Berlin, La Haye, Helsinki
Le rejet a été immédiat. Le ministre néerlandais des finances, Eelco Heinen, a rappelé que les propositions d’euro-obligations reviennent régulièrement et que la réponse reste non. La ministre finlandaise des finances, Riikka Purra, a qualifié la dette commune européenne de solution qui n’en est « ni une, ni une option » (El Español).
L’objection allemande est d’abord constitutionnelle. Lorsque la Cour constitutionnelle fédérale a validé en 2021 l’emprunt pandémique, elle a souligné les limites qui rendaient le dispositif acceptable : emprunt temporaire, responsabilité plafonnée, absence d’union permanente de la dette (Bundesverfassungsgericht). Le plan espagnol franchit précisément cette frontière.
L’objection néerlandaise porte sur les incitations. Un emprunt européen permanent intègre, même sur une base volontaire, le crédit des autres gouvernements dans le compromis financier (Sustainable Finance Lab). La Finlande introduit toutefois une nuance révélatrice : Helsinki a cosigné une déclaration sur le développement d’outils de financement de la défense, signe qu’un emprunt commun pour la sécurité peut être acceptable là où une mutualisation budgétaire générale ne l’est pas (Valtioneuvosto).
Qui gagne, qui paie
Les chiffres disent clairement qui bénéficierait du mécanisme. L’obligation italienne à dix ans rapporte environ 3,84 %, contre 3,06 % pour l’obligation allemande, soit un écart d’environ 79 points de base, c’est-à-dire 0,79 point de pourcentage (Teleborsa). L’Espagne paie environ 44 points de base de plus que l’Allemagne. Chaque fraction de cet écart transférée vers une courbe d’emprunt européenne moins chère représente de l’argent réel économisé pour les capitales du Sud.
Les pays du Nord n’obtiennent pas le même gain direct sur leurs coûts d’emprunt. Le schéma espagnol les compenserait, selon les informations disponibles, afin qu’ils ne paient que leur propre taux de marché. Mais cette compensation ne supprime pas le risque qu’ils supportent une partie de la charge si un emprunteur fait défaut. En cas de pertes, celles-ci finiraient par remonter vers les autres membres via le budget de l’UE, donc par peser sur les contributions nationales futures ou sur les dépenses européennes (Quotidiano.net).
Ce risque arrive au mauvais moment politique. L’UE négocie son cadre budgétaire 2028-2034, et le seul remboursement de l’emprunt pandémique devrait absorber environ 168 milliards d’euros sur la période (Brussels Signal). Les contributeurs nets lisent donc la proposition espagnole comme une nouvelle créance sur des recettes futures qu’ils n’ont pas accepté de fournir.

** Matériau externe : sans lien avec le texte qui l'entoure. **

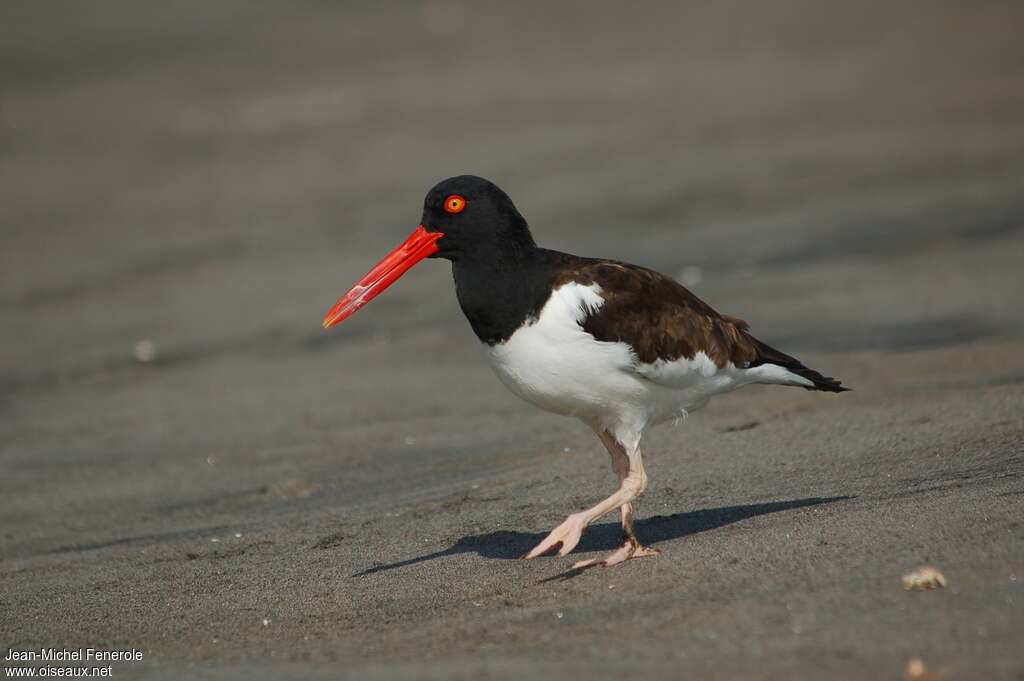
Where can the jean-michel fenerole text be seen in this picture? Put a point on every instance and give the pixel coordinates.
(78, 654)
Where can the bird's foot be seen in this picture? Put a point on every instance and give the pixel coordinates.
(565, 536)
(631, 549)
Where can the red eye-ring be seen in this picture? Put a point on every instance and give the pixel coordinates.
(455, 204)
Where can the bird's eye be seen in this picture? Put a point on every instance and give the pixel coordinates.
(455, 204)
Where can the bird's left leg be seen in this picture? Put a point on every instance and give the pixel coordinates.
(632, 548)
(633, 480)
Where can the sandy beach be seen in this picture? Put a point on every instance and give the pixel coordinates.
(192, 468)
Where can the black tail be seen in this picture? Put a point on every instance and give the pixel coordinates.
(769, 355)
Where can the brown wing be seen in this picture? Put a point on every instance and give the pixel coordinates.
(659, 317)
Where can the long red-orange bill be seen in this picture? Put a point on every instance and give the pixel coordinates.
(419, 245)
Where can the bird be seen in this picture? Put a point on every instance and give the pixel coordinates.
(619, 346)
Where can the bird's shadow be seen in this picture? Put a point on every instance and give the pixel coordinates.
(607, 536)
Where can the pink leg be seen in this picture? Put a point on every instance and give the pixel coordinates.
(633, 480)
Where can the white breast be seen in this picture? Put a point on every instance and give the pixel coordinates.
(555, 365)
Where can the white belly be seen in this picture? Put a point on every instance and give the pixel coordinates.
(557, 366)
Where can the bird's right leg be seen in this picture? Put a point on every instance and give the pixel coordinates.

L’ingrédient que Berlin refuse d’apporter
L’Europe emprunte déjà en commun dans les crises. Le programme pandémique a levé 750 milliards d’euros ; l’instrument SAFE a validé 150 milliards d’euros de prêts pour la défense (Council). À chaque fois, l’étiquette disait : exceptionnel. L’Espagne pose désormais la vraie question : l’exception est-elle devenue une règle ?
Le dispositif serait volontaire, mais son économie ne l’est pas. Une obligation commune soutenue seulement par des États plus endettés ne se financerait pas comme un Bund allemand, et les économies promises se réduiraient. Carlos Cuerpo a reconnu que la facilité aurait besoin d’au moins cinq grands émetteurs, représentant environ 540 à 550 milliards d’euros d’émissions annuelles, pour fonctionner (Euronews). La notation allemande est l’ingrédient qui rendrait l’obligation bon marché. C’est précisément celui que Berlin refuse de fournir.